Pendant ce temps-là, l’OM se saigne en achetant Dario Benedetto (sur lequel nous avons écrit un article sympa d’ailleurs) 14 millions d’euros après que Guingamp lui ai demandé 20 millions pour Marcus Thuram, et le président du FC Nantes, Waldemar Kita, influencé par les prix de la Premier League, exige plus de 25 millions d’euros pour Valentin Rongier, dixit le consultant de la chaîne L’Equipe Gilles Favard. Pourtant, un profil de ce type – jeune, bon, mais évoluant dans un club moyen de L1 – aurait valu entre 8 et 12 millions d’euros il y a à peine quelques saisons…

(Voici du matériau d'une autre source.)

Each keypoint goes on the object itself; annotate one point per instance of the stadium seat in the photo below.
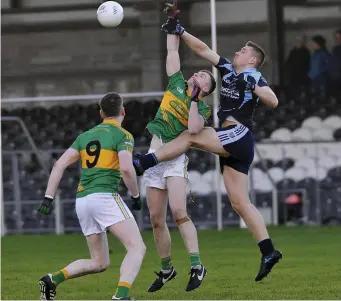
(276, 173)
(302, 134)
(333, 122)
(323, 134)
(295, 173)
(281, 134)
(312, 123)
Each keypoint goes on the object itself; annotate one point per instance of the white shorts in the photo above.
(157, 175)
(97, 211)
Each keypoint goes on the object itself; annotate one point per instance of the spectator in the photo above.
(334, 66)
(318, 63)
(297, 66)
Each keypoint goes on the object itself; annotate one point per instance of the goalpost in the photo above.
(217, 177)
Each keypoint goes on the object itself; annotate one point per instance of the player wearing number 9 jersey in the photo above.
(105, 153)
(99, 149)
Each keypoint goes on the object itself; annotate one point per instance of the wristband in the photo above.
(50, 197)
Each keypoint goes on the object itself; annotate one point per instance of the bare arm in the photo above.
(267, 96)
(173, 58)
(128, 172)
(70, 157)
(195, 121)
(200, 48)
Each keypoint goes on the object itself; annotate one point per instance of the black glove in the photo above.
(250, 83)
(172, 26)
(46, 206)
(137, 203)
(195, 92)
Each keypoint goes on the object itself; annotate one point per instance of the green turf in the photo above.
(310, 268)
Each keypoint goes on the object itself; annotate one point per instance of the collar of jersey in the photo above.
(189, 94)
(111, 121)
(245, 70)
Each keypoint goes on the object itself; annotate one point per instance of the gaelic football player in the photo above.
(242, 86)
(167, 181)
(105, 152)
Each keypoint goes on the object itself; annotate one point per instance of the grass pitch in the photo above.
(310, 268)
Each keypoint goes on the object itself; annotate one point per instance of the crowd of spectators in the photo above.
(312, 68)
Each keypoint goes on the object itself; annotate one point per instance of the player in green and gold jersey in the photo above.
(105, 153)
(168, 180)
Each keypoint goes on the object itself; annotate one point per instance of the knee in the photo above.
(157, 222)
(189, 137)
(238, 203)
(180, 216)
(101, 265)
(138, 247)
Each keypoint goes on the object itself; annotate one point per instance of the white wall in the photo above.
(236, 12)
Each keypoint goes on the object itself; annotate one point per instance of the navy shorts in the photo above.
(238, 141)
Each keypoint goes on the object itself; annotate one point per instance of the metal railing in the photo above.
(17, 196)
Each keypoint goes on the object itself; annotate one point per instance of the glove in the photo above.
(172, 26)
(250, 83)
(195, 92)
(46, 206)
(136, 203)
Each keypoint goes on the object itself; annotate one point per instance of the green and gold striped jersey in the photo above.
(172, 117)
(98, 148)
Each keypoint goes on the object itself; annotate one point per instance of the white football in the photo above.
(110, 14)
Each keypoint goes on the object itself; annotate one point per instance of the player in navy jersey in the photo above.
(242, 86)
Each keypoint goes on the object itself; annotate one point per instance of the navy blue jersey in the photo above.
(235, 99)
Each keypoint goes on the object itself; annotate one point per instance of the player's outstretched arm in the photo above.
(128, 172)
(69, 157)
(195, 121)
(200, 48)
(173, 58)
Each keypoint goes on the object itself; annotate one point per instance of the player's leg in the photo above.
(177, 202)
(236, 184)
(99, 262)
(98, 247)
(129, 234)
(206, 140)
(111, 213)
(157, 205)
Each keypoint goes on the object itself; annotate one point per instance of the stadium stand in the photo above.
(294, 162)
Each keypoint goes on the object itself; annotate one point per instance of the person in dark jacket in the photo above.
(334, 66)
(297, 67)
(318, 63)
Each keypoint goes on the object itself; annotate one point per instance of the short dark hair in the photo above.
(213, 82)
(111, 104)
(260, 53)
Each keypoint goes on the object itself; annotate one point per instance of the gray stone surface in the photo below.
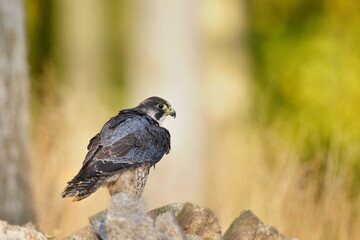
(199, 221)
(249, 227)
(167, 224)
(127, 219)
(175, 208)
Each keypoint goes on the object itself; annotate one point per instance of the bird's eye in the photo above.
(161, 106)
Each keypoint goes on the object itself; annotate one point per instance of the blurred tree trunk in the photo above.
(15, 194)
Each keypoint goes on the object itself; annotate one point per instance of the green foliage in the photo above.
(305, 62)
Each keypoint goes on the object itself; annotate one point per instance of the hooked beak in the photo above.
(170, 111)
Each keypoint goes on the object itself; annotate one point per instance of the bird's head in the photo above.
(157, 108)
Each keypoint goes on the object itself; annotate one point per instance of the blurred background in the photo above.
(267, 96)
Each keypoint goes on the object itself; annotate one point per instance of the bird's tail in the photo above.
(79, 189)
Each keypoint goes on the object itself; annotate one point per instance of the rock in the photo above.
(97, 223)
(167, 224)
(249, 227)
(26, 232)
(175, 208)
(199, 221)
(127, 218)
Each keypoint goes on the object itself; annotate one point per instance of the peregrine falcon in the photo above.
(122, 153)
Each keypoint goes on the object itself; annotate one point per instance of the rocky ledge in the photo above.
(128, 219)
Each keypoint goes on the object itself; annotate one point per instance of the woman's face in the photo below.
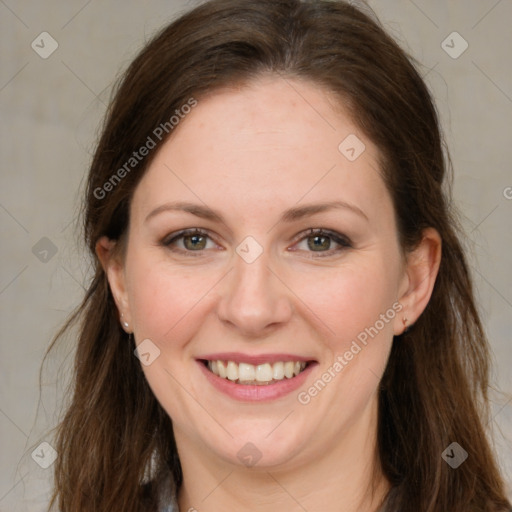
(258, 290)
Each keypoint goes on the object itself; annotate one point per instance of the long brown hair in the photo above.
(115, 436)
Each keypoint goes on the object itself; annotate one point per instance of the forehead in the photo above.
(275, 142)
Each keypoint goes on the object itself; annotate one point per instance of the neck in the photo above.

Le marché anglais, en rendant banal les cessions à 20 millions d’euros minimum pour des joueurs qui en valent, dans un marché dit « normal », entre 4 et 15, est partie prenante du dérèglement généralisé des transferts. Le cas Harry Maguire exemplifie ce dérèglement : si le défenseur anglais n’est pas un peintre, loin s’en faut, on peine à croire qu’il soit le défenseur le plus cher de la planète quand il n’est même pas dans le top 3 de la ligue où il évolue.

Espérons qu’à l’avenir, progressivement, le marché se régule à nouveau, pour que le prix des joueurs soit en accord avec leur valeur et pour qu’un transfert exceptionnel par son prix ne soit plus contesté par personne – pas même par nous, à Passe D. Comme ce fut le cas, en leur temps, des transferts de Zinédine Zidane au Real Madrid pour 75 millions d’euros, ou de Cristiano Ronaldo dans le même club, pour 93 millions. Des records qui concernaient véritablement les meilleurs.